Cuando recuerdo mi infancia,  el primer testimonio de felicidad es la música robada.  El sol del verano no daba tregua a la hora de la siesta, ni debajo del parral, ni mojándose los pies por las acequias se sentía el fresco.  Nosotros salíamos a esa hora  a cazar lagartijas o a tirar piedras al agua de la hijuela, para no hacer bulla en la casa donde los adultos dormían la siesta.  Cuando la gente empezaba a transitar por la vereda, nos íbamos adentro a hacer las tareas de la escuela y al atardecer salíamos a dar vueltas en la bicicleta mientras mi mamá esperaba que volviera el viejo de trabajar.  Mientras papá  y mamá cenaban, nos dejaban dando vueltas en la bici por el barrio.
A esa hora indecisa entre la tarde y la noche, nos acercabamos a la panadería por la parte de atrás.  Estaba la Carmela.  Le decían “La Negra”, no era difícil adivinar porqué, al ver el color de sus brazos, de sus piernas, no se le ocurría a uno otra palabra.  (Aunque escuchábamos que los hombres grandes que reparaban en sus piernas duras y largas le decían otras cosas más, además de Negra).

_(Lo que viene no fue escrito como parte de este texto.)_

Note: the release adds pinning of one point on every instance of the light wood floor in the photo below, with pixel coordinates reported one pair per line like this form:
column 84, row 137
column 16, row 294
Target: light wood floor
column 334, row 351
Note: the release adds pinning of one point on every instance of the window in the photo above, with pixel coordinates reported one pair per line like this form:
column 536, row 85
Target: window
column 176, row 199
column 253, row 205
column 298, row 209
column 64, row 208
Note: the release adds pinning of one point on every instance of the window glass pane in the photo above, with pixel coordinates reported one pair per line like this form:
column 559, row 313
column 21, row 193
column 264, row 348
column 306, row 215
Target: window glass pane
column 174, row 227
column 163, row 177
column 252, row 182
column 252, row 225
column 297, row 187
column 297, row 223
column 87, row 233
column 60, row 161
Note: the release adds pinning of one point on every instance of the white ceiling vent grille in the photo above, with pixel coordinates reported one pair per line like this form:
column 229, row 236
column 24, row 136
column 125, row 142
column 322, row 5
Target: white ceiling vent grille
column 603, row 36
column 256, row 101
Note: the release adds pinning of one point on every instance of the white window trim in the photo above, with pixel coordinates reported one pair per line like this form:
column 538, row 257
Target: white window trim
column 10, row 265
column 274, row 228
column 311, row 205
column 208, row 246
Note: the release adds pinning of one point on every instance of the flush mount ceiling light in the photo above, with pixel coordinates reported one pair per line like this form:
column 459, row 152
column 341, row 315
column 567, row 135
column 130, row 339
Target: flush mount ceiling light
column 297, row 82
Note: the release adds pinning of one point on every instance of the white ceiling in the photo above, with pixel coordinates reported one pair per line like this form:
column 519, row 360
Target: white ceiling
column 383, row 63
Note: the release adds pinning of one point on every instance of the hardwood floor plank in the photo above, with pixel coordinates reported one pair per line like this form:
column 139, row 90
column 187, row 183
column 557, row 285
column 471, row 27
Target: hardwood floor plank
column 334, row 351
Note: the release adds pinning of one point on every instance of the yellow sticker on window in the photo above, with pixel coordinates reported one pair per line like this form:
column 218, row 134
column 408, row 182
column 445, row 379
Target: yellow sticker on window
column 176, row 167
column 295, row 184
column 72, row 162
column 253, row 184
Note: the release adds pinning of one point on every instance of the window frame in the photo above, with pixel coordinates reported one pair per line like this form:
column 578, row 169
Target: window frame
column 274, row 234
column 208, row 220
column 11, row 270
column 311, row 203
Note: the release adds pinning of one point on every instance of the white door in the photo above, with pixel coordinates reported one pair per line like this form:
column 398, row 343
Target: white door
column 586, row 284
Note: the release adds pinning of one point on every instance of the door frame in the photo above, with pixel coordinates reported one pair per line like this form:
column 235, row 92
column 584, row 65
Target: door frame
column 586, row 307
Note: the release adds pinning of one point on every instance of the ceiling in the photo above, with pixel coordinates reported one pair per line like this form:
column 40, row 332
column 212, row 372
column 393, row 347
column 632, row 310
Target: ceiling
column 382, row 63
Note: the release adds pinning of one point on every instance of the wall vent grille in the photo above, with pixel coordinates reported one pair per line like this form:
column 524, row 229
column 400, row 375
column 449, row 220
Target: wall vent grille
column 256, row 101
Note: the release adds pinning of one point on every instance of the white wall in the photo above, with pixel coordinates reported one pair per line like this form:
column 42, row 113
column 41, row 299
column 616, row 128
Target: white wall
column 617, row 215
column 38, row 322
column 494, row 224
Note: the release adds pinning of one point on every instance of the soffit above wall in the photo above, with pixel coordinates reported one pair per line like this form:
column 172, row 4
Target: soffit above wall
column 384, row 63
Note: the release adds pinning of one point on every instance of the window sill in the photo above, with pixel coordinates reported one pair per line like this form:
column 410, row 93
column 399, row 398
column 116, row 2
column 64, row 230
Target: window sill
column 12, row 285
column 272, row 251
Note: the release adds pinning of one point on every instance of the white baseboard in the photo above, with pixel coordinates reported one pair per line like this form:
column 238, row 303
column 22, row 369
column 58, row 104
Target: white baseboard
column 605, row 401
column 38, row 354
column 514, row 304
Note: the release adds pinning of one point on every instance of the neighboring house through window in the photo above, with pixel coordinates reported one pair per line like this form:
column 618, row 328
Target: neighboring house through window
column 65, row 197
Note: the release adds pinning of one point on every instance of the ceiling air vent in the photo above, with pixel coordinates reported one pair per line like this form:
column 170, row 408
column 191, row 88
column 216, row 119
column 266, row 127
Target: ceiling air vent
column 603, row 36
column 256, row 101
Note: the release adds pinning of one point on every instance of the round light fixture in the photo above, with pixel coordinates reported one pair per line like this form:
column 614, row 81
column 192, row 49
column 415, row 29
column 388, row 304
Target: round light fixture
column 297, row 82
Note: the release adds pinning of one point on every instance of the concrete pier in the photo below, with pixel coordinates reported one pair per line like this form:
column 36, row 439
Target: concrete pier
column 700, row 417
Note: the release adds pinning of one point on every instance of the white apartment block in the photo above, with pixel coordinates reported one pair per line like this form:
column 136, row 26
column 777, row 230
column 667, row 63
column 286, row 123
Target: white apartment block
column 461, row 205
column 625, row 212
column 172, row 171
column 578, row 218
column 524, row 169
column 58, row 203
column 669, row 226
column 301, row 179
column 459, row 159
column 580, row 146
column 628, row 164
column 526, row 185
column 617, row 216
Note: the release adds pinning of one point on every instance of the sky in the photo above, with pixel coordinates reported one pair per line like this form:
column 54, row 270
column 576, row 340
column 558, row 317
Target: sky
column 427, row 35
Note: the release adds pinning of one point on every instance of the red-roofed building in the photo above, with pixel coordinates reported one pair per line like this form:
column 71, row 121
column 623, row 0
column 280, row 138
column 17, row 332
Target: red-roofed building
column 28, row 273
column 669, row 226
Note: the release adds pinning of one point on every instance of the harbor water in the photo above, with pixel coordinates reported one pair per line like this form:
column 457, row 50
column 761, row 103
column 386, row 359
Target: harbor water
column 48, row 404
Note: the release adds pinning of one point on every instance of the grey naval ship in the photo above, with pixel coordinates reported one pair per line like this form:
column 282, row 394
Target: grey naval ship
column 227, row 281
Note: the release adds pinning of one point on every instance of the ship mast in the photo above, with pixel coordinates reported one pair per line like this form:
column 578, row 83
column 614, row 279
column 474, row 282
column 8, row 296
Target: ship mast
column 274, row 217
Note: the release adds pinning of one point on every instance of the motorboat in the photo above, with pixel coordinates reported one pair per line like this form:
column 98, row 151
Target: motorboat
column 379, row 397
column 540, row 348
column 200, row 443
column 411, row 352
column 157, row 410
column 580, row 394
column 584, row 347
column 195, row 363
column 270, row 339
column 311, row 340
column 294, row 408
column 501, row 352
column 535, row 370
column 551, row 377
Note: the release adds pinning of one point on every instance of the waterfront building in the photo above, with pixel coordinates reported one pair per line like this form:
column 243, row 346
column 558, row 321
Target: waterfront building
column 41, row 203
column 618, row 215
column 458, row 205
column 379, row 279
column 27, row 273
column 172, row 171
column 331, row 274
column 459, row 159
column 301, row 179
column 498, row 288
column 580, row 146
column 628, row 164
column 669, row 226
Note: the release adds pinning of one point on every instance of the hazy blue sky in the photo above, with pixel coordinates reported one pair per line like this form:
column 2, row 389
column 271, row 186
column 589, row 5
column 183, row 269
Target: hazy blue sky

Era difícil la vida de La Negra,  tenía muchos hermanos más chicos que ella y su papá, don Simón,  los hacía trabajar en la panadería a todos.  La Negra los organizaba muy bien, pero se veía que ella había nacido para otra cosa.  Tenían sólo un empleado, y en el ratito que esperaban a que llegara don Simón para trabajar, La Negra barría el patio, regaba, el empleado tocaba la guitarra adentro y ella afuera soñaba. 
Comenzaba con un murmullo que crecía lentamente, como el gorjeo de los pájaros a la mañana, como la levadura del pan.    Desde un rincón de la calle la espiábamos  callados, absortos.  Luego se iba enderezando y el canto se escuchaba mejor.  Le brillaban los dientes blancos mientras por la garganta salía una cascada de notas como agua clara.  A nosotros nos contagiaba la risa, la dulzura cuidada de su tonada.
Y después de unos minutos, cerrados los ojos, abierta el alma, se le fugaban las penas a La Negra enganchadas en las notas livianas.  Levantaba los brazos con las manos abiertas,  parecía una plegaria.  Esperaba que la guitarra le endulzara el oído  y desde allí comenzaba el descenso como si le secreteara a la parra.
La luz del atardecer se esfumaba,  pero sus voz redonda quedaba colgada de las ramas y nosotros pegábamos la vuelta en la bicicleta cuando oíamos que a gritos nos llamaban desde la casa. 
Era tan lindo espiar cuando la Negra se fugaba,  todo el camino pedaleábamos con el estómago lleno de música.